Options
Development and evaluation of unit selection and HMM-based speech synthesis systems for Tamil
Date Issued
01-01-2013
Author(s)
Boothalingam, Ramani
Sherlin Solomi, V.
Gladston, Anushiya Rachel
Christina, S. Lilly
Vijayalakshmi, P.
Thangavelu, Nagarajan
Indian Institute of Technology, Madras
Abstract
An unrestricted text-to-speech system is expected to produce a speech signal, corresponding to the given text in a language, that is highly intelligible to a human listener. Presently, unit selection-based synthesis (USS) and statistical parametric synthesis techniques are the state-of-art techniques for this task. Earlier, in [3], a concatenative synthesizer was developed for the language, Tamil, using 12 hrs of speech data, and shown that syllable is the better subword unit. The current work focuses on building FestVox voices using phoneme/CV unit as the subword unit, for a reduced amount of speech data (5 hrs) and to compare their performances in terms of quality.

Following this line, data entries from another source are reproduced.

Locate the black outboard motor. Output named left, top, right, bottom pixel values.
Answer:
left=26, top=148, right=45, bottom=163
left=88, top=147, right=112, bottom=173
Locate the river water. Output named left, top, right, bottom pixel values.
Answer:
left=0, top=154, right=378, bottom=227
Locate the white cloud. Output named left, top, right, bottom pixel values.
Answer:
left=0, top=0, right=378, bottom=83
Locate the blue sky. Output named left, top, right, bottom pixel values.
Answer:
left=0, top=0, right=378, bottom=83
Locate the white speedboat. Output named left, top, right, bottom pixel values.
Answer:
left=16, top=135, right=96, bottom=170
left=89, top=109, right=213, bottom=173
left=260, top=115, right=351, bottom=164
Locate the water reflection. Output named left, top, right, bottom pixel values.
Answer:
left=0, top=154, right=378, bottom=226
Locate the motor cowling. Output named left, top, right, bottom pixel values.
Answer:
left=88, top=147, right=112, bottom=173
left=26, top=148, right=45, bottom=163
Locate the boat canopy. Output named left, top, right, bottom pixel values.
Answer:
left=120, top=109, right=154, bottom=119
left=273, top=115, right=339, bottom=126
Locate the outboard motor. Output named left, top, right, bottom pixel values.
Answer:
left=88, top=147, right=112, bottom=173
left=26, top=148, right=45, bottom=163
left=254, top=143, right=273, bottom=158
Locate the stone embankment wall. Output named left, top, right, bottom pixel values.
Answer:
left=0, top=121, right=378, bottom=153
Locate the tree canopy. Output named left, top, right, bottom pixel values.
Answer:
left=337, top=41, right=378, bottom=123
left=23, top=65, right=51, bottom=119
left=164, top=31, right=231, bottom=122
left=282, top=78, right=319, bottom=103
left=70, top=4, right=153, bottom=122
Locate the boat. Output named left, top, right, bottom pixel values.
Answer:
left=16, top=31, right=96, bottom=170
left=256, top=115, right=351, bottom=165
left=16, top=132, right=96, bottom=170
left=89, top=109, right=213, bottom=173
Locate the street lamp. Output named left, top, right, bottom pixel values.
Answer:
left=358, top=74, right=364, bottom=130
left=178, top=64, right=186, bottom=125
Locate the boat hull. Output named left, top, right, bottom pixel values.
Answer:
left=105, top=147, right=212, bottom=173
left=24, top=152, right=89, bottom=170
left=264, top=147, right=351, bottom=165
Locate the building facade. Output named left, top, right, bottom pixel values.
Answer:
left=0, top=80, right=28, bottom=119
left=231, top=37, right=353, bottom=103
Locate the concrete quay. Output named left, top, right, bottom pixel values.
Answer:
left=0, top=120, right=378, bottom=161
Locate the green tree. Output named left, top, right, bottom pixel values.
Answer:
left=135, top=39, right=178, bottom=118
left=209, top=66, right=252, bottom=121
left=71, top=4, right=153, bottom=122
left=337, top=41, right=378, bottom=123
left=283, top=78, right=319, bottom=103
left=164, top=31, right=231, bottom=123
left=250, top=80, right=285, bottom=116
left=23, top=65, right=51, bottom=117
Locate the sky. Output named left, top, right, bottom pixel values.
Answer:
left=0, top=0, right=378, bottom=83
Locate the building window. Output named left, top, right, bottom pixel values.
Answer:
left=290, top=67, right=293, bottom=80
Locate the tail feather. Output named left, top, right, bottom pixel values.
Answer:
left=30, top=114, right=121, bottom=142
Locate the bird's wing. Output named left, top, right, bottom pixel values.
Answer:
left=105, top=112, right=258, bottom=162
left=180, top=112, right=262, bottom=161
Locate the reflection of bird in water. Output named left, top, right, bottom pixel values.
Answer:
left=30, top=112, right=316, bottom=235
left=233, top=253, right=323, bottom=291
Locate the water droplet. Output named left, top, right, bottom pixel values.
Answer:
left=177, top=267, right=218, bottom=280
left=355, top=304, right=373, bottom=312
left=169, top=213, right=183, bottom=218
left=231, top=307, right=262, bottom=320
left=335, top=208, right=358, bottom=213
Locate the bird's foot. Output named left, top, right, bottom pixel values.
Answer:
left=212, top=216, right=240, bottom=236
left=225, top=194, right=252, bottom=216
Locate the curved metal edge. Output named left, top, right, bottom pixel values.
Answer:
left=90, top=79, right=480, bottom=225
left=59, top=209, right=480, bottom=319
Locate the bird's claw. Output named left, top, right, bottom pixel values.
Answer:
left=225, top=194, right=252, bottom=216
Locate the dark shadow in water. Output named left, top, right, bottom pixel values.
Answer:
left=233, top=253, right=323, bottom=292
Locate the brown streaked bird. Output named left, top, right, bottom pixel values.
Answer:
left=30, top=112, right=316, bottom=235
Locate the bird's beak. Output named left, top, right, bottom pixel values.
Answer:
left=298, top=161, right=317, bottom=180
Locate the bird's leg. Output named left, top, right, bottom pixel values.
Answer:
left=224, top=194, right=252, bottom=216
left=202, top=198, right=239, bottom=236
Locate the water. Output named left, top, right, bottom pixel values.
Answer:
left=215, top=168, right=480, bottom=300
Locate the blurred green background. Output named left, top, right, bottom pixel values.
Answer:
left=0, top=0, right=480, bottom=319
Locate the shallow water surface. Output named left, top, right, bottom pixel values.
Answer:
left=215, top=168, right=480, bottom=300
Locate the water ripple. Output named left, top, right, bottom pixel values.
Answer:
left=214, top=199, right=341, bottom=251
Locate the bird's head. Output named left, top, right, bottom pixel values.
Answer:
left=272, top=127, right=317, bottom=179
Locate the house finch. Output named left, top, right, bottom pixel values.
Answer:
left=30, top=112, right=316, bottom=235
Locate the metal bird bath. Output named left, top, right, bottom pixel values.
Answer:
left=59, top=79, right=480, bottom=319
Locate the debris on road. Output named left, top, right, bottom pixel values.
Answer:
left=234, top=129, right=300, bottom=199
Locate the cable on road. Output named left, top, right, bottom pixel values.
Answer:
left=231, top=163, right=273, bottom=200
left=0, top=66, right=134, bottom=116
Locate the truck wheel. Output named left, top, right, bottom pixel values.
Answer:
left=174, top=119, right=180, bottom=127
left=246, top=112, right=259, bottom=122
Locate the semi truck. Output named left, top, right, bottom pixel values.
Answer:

Further, the focus is to compare the performance of this synthesizer with that of the well known HMM-based speech synthesizer. Among the phoneme and CV-based systems built, although there are bound to be more concatenation points in a phoneme-based system, it is observed that it triumphs the CV-based system with an MOS of 2.96, primarily because, there are more examples available for each phoneme for the given amount of speech data. Further, an HMM-based speech synthesis system is developed using 5 hrs data. Although, in the synthesized speech, the speaker identity is not completely preserved, there are no sonic-glitches and the quality obtained is much better than that of a phoneme/CV-based systems, with an MOS of 3.86. Further, the footprint size of the system is exorbitantly reduced from 1 GB in USS system to 6 MB in HMM-based speech synthesis system. © 2013 IEEE.